The 1000 Genomes Project plans to sequence the genomes of at least 1,000 participants from different ethnic groups. It’s an international effort to establish a detailed catalog of human genetic variation to support future biomedical studies.
The Human Microbiome Project is creating a catalog of all the microorganisms living in and on our bodies to better understand how those microbes contribute to human health and disease.
And the International HapMap Project is identifying the contributions of sequence variations to human disease. It focuses on the roughly 0.4% of the genome that differs among individuals—99.6% of different people’s gene sequences being identical—and on mapping these sequence variations to specific locations on chromosomes. HapMap data facilitate genomewide association studies, in which hundreds of genome-sequence associations with common diseases have now been validated. Many of these associations are weak or partial, but they nevertheless serve as pointers to potential drug targets.

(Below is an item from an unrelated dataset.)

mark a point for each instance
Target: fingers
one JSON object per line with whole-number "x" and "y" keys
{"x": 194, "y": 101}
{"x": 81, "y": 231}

Genomic data are also beginning to be used for personalized medicine—not only to provide the kind of data Collins obtained on his personal DNA but also to identify individualized responses to drugs. For example, in March, the Food & Drug Administration added a black-box warning to the anticlotting medication Plavix (clopidogrel) to warn patients and health care professionals that the drug is less effective in individuals with a variant gene for a liver enzyme that catalyzes formation of the drug’s active form.
Genomics will continue to get “closer and closer to patients” and will increasingly influence the way medicine is practiced, said the current NHGRI director, Eric D. Green, at the anniversary symposium. “You can just start to imagine all the projects that will spin out as you begin to sequence not dozens of human genome sequences, but hundreds, thousands, tens of thousands—because the technology is absolutely driving this.”